Surfactants are surface-active agents that alter the properties of fluid interfaces. The amphiphilic nature of surfactant molecules arises from their possession of both a strongly hydrophilic group and a strongly hydrophobic group (Rosen, 1989). In aqueous solution, surfactant molecules aggregate at the air–water interface resulting in reduced solution surface tension. As the concentration of surfactant increases, there is a critical concentration beyond which surfactant monomers start aggregating to form self-assemblies called micelles. The minimum surfactant concentration at which micelles start to form is called the “critical micelle concentration” (CMC). CMC is a function of surfactant structure, the composition, temperature, ionic strength, and the presence and types of organic additives in the solution (Rosen, 1989, Edwards et al., 1994b). At supra-CMC surfactant concentrations, any further surfactant addition contributes to the formation of additional micelles. The micelle in aqueous solution consists of surfactant molecules oriented so that their hydrophobic non-polar regions are in maximum contact with one another forming a hydrocarbon-like core, and their hydrophilic polar regions are in maximum contact with water (Yalkowsky, 1999).
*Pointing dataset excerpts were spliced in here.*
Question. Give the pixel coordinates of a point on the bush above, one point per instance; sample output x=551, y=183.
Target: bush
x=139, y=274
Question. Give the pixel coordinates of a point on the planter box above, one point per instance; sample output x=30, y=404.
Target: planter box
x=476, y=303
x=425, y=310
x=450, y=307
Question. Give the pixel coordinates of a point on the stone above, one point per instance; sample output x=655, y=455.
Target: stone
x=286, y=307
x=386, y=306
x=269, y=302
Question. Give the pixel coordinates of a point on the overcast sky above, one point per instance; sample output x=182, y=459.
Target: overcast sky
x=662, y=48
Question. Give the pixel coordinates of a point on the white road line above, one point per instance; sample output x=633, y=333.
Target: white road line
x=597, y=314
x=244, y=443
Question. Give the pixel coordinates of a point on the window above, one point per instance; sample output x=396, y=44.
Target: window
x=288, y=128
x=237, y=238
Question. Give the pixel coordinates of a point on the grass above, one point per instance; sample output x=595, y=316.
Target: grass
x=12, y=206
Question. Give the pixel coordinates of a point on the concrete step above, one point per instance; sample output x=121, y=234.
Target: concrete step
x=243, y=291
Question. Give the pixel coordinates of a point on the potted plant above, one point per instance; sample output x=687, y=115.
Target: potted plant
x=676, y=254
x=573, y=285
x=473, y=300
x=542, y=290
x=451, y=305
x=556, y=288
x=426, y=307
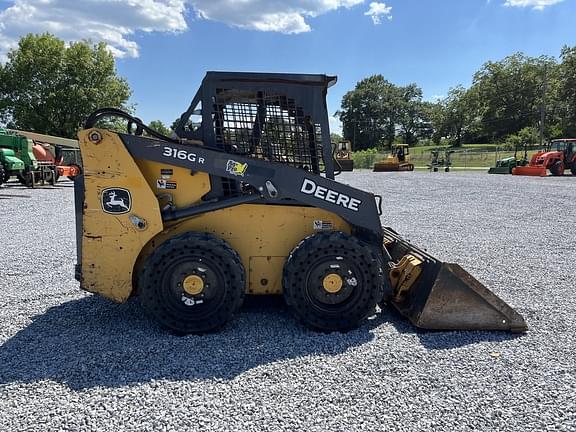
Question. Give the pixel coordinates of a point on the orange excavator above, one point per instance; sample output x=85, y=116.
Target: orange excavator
x=558, y=157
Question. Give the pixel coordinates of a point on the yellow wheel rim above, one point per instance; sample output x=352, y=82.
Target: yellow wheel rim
x=332, y=283
x=193, y=285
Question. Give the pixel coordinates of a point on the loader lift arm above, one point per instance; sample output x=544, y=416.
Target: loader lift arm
x=271, y=182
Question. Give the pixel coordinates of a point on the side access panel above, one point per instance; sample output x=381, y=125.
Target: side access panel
x=120, y=214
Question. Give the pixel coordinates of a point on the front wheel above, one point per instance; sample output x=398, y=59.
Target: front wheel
x=333, y=281
x=192, y=283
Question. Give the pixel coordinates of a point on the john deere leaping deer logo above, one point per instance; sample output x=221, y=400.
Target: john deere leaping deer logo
x=236, y=168
x=116, y=201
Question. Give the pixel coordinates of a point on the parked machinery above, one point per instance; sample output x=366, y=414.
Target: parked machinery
x=31, y=171
x=63, y=153
x=343, y=156
x=559, y=156
x=246, y=203
x=506, y=165
x=397, y=160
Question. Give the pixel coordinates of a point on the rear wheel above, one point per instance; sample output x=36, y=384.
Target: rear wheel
x=192, y=283
x=557, y=168
x=333, y=281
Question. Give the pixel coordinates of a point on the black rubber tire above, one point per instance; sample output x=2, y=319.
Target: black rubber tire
x=79, y=172
x=557, y=168
x=360, y=268
x=160, y=284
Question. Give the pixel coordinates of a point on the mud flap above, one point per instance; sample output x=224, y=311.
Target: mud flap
x=446, y=297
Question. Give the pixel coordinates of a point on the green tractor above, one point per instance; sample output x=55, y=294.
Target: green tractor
x=17, y=158
x=10, y=164
x=506, y=165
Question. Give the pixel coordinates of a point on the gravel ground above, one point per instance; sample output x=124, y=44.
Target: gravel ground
x=73, y=361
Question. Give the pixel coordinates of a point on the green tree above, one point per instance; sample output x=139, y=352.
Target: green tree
x=159, y=127
x=564, y=110
x=49, y=87
x=369, y=113
x=410, y=112
x=508, y=94
x=454, y=116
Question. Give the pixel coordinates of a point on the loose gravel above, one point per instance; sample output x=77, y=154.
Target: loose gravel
x=74, y=361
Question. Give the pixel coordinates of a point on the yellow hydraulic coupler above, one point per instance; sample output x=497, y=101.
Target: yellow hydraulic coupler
x=404, y=274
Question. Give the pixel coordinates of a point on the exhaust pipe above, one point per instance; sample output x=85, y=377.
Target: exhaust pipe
x=443, y=296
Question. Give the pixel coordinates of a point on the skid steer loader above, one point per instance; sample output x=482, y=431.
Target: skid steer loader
x=243, y=201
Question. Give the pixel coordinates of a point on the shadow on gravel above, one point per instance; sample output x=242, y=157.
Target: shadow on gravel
x=91, y=342
x=444, y=340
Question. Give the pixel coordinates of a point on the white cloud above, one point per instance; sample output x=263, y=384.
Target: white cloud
x=111, y=21
x=534, y=4
x=377, y=11
x=117, y=21
x=268, y=15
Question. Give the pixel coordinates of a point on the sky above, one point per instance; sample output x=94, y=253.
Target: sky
x=164, y=47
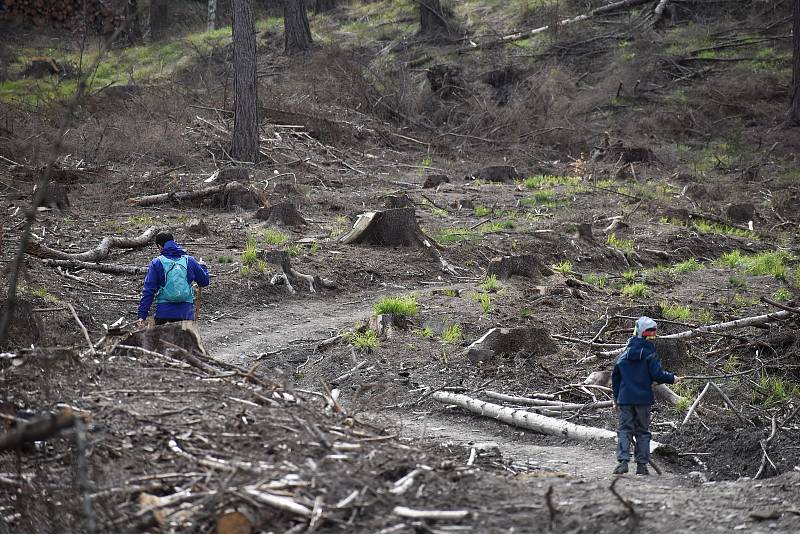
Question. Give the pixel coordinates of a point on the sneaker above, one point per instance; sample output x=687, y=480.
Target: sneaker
x=621, y=468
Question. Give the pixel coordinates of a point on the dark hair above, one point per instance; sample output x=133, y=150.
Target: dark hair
x=163, y=237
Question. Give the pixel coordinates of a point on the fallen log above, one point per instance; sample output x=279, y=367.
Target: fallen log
x=531, y=421
x=100, y=252
x=37, y=430
x=231, y=194
x=101, y=267
x=719, y=327
x=566, y=22
x=551, y=404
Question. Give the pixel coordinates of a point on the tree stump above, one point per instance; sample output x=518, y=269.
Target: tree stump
x=197, y=227
x=289, y=274
x=505, y=174
x=435, y=180
x=281, y=214
x=392, y=227
x=525, y=341
x=161, y=338
x=527, y=266
x=25, y=327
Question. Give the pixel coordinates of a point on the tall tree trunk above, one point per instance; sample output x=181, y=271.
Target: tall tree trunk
x=134, y=29
x=794, y=107
x=245, y=99
x=322, y=6
x=432, y=18
x=212, y=15
x=296, y=28
x=159, y=19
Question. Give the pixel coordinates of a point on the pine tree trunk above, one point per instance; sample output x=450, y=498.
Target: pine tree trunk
x=295, y=24
x=432, y=18
x=245, y=124
x=324, y=5
x=212, y=15
x=159, y=14
x=794, y=108
x=134, y=30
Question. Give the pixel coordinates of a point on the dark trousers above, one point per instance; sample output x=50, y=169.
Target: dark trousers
x=634, y=423
x=160, y=321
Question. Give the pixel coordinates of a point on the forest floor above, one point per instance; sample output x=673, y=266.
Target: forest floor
x=348, y=431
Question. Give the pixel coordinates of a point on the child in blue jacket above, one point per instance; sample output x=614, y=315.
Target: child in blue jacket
x=634, y=373
x=169, y=281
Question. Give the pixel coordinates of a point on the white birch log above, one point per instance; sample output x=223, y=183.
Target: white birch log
x=719, y=327
x=100, y=252
x=410, y=513
x=566, y=22
x=531, y=421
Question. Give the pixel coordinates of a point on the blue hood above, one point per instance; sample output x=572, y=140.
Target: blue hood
x=172, y=250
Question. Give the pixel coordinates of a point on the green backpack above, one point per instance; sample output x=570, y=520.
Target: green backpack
x=176, y=286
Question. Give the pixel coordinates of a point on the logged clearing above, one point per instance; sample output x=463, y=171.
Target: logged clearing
x=449, y=229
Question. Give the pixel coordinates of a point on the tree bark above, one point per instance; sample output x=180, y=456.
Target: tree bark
x=296, y=28
x=432, y=18
x=245, y=123
x=323, y=6
x=531, y=421
x=212, y=15
x=159, y=14
x=794, y=108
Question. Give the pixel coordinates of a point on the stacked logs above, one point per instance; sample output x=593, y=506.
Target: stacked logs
x=68, y=14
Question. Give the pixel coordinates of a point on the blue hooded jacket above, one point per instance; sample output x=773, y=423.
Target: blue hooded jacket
x=155, y=280
x=635, y=371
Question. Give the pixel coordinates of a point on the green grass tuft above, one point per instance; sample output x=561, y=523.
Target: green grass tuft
x=452, y=334
x=635, y=290
x=675, y=312
x=397, y=305
x=688, y=266
x=491, y=284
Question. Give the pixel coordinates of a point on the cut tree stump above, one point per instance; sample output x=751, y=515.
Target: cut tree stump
x=525, y=340
x=384, y=325
x=288, y=274
x=281, y=214
x=528, y=266
x=392, y=228
x=435, y=180
x=532, y=421
x=505, y=174
x=183, y=334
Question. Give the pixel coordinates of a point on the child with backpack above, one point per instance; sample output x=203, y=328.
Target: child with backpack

Hydrophobic organic compounds (HOCs) tend to partition into the hydrocarbon-like micellar core, giving micelles the capacity to solubilize HOCs. This characteristic has resulted in significant interest in the use of surfactants for the treatment of recalcitrant organic contaminants in the soil–water environment by facilitating HOC desorption from soil and increasing apparent aqueous phase HOC concentrations. Several studies have looked into the use of surfactant-enhanced remediation for HOC-contaminated soils including soil washing applications and bioremediation (Fountain et al., 1991, Fountain et al., 1995, Liu et al., 1991, Laha and Luthy, 1992, West and Harwell, 1992, Guha and Jaffé, 1996, Bramwell and Laha, 2000, Grasso et al., 2001, Ussawarujikulchai et al., 2008). Mechanisms for promoting HOC remediation in soil–water systems include the reduction in interfacial tension, micellar solubilization, and phase transfer from soil to the pseudo-aqueous phase.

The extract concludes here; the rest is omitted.